Not only was Rafael Nadal playing for the Australian Open title on Sunday, he also had the chance to move clear in the race to be crowned the GOAT of men’s tennis.
The number of Grand Slam titles is the most obvious and easiest metric for those who wish to determine – and not everyone does – who is the Greatest Of All Time.
Spaniard Nadal, 35, won in Melbourne to land his 21st major title, moving him one ahead of Roger Federer and Novak Djokovic after all three were tied on 20 Grand Slam singles victories.
From a clear frontrunner to a three-horse race
The race to be crowned the GOAT – in terms of major titles, at least – is tighter between the top three men than many thought it would ever be.
When Federer overtook Pete Sampras’ previous best mark – winning his 15th Grand Slam title, aged 27, at Wimbledon in 2009 – few thought he would ever be caught.
After winning at least one major in every year from 2003-2010, Federer’s trajectory began to plateau in 2011, the year Djokovic took his game to new heights.
Another Wimbledon title followed for Federer in 2012 but then, thanks to a combination of his rivals’ brilliance and his injuries, the Swiss player did not win another major for four years.
Most wrote him off as Nadal and Djokovic closed on his tally, before Federer’s renaissance in 2017 – when his rivals stumbled because of injury and loss of form – kept him at least three titles ahead.
How do they compare on different surfaces?
Some argue that Nadal’s utter dominance on the Roland Garros clay means he is perhaps not as complete an all-round player as Federer and Djokovic.
The ‘King of Clay’ has won 13 of his 21 major titles in Paris.
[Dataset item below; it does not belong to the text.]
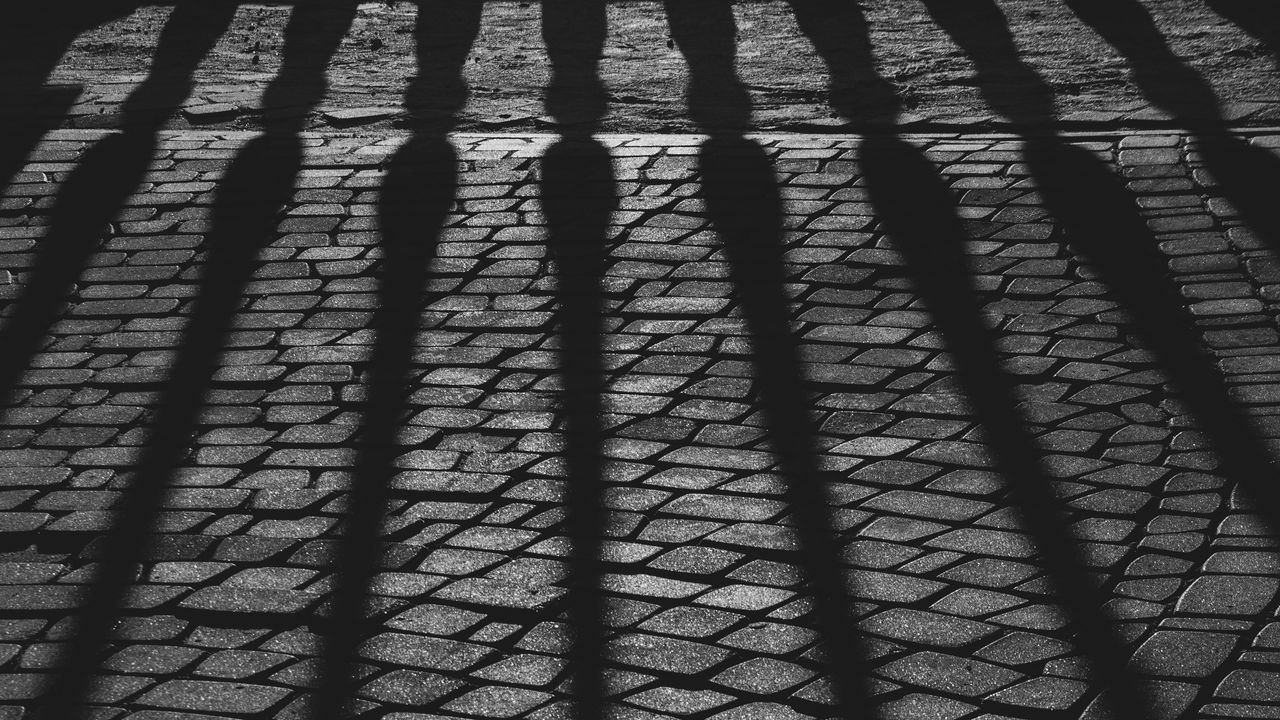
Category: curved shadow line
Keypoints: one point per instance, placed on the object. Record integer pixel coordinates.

Neither Federer nor Djokovic has been as dominant at one place, although nor has any other player – male or female – in the history of the sport.
But Federer and Djokovic do each have a Grand Slam they have bossed over the years, and at which they hold the record for the number of men’s titles won.
How have they fared against each other?
This is another area where Djokovic’s claims are strengthened. He has a better overall head-to-head record in his past meetings with both Federer and Nadal.
However, the Spaniard has a better record against the Serb in just their Grand Slam meetings, and has also come out on top more often when he has faced Federer.
How do they compare in terms of longevity?
Aside from Grand Slam titles, the length of time spent as the world number one is another indicator.
Djokovic has spent the most weeks in history at the top of the men’s rankings. The Serb has not been dislodged since February 2020 and, after Nadal beat world number two Medvedev, will be top of the rankings for a 357th week of his career.
That is well ahead of Federer’s 310 weeks, with Pete Sampras (287), Ivan Lendl (270), Jimmy Connors (268) and Nadal (209) trailing behind.